Now immediately, I disagree with this definition of gender because gender is determined by the way you identify. But even if we were not talking about the difference between sex and gender, I would still have problems with this statement.
First, there is no established definition of male or female. Sex verification or testing in sports has been trying to find one for a long time.
They started with physical examinations. This meant that if you wanted to compete as a woman in the Olympics, you had to let a panel of doctors examine your genitals.
Then, according to The New York Times, they switched to chromosome testing in 1968 to test if a person had a Y-chromosome. This was argued to be inconclusive and inaccurate by many scientists and also excludes intersex people.

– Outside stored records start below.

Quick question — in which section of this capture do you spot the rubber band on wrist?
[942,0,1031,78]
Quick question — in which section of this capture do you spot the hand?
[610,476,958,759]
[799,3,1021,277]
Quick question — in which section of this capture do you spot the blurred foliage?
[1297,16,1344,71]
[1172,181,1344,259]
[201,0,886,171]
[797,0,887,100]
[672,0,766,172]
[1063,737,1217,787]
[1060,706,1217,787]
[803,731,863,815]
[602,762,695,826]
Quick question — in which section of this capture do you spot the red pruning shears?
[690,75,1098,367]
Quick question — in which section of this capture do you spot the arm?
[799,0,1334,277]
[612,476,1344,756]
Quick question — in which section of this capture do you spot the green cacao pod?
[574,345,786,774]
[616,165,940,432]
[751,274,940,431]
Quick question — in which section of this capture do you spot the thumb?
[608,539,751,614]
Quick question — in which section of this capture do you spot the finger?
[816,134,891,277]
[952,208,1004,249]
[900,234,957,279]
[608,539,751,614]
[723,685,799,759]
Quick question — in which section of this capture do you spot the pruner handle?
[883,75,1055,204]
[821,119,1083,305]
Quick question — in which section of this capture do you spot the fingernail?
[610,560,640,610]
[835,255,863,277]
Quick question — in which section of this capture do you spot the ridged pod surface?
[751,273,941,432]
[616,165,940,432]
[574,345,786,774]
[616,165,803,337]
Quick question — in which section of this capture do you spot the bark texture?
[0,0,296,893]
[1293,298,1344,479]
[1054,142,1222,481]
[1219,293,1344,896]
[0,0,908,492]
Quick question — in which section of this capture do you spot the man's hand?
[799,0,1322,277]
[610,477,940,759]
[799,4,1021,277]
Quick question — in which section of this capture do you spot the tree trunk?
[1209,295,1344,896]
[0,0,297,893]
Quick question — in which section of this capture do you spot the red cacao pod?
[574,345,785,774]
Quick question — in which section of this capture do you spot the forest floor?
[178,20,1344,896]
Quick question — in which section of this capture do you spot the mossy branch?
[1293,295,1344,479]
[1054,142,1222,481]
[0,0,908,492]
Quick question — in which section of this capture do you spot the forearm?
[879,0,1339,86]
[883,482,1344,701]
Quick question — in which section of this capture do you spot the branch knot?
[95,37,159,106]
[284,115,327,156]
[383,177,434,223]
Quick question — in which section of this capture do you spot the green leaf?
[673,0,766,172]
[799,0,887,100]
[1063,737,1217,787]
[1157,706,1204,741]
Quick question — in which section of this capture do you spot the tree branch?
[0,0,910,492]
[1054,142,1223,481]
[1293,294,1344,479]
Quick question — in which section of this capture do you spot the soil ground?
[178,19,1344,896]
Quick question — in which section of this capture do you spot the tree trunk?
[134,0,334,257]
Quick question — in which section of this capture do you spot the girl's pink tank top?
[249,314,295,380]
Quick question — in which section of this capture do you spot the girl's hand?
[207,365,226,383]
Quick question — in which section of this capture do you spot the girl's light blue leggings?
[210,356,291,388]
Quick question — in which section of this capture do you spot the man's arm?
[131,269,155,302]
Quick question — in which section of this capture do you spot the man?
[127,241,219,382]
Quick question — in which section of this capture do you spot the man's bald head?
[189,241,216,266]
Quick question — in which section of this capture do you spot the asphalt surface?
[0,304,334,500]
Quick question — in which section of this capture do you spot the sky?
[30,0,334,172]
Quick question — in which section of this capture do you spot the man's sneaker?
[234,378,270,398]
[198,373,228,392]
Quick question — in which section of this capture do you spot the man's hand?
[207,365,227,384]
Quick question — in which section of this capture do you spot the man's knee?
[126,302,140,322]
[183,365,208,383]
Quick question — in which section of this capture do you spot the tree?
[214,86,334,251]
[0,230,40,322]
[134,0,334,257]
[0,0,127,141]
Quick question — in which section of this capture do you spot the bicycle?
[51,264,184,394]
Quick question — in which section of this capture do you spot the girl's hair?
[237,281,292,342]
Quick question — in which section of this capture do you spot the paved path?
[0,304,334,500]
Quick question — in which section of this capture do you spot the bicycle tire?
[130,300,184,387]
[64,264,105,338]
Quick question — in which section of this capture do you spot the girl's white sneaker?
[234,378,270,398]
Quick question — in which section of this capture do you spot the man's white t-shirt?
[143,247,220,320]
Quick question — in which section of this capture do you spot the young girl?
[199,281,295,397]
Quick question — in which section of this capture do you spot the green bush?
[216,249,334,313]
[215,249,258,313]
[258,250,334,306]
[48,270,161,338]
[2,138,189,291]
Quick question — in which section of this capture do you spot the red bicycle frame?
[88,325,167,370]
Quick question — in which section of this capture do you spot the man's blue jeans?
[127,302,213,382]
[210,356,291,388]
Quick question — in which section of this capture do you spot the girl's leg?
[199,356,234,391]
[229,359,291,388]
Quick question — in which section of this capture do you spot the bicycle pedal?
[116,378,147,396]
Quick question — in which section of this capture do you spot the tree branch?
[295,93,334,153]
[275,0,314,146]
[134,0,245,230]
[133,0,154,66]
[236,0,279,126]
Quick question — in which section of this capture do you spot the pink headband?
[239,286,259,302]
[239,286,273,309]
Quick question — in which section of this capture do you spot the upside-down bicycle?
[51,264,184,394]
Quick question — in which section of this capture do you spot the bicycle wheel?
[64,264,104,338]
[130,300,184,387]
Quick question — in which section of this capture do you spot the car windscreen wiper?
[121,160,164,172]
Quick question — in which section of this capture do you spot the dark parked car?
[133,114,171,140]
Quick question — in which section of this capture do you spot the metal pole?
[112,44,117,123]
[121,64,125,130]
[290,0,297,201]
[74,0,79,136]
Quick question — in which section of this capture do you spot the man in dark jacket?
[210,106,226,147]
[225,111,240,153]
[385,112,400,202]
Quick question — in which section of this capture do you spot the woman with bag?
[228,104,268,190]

Most recently, the International Association of Athletics Federations (IAAF) put a limit on testosterone levels in November 2018. If you want to compete as a woman you have to have testosterone levels under 5 nanomoles per liter of blood. It is important to note that testosterone is a hormone produced by both men and women naturally.
All of these “tests” of sex are problematic, but one of the worst things about them is that different people will pass different ones. A person could pass the physical exams, but not the chromosomal testing. A person could fail the testosterone limits but pass the chromosomal testing.
So, the question is: why do we keep separating people based on something we can’t even define?
There is no way that Dallin H. Oaks can prove I am female. So, the church that my family attends can’t tell me that I do not fit into the family proclamation, nor that I do not live up to their definition of male.
When I was 13 years old I believed that when I die I am going to be in heaven with a perfect body. To me, that meant a flat chest and no genitals.
I still believe that if there is a heaven, I will be there with my perfected body.
To Dallin H. Oaks: I want you to know that I believe you are part of the problem of discrimination because LBGTQA+ youth are eight times more likely to commit sucide when they are rejected by parents and caregivers. With this statement, it may cause more parents and caregivers to reject their kids based on something no one can define.
Dallin H. Oaks, expressing love is not enough for the transgender people out there.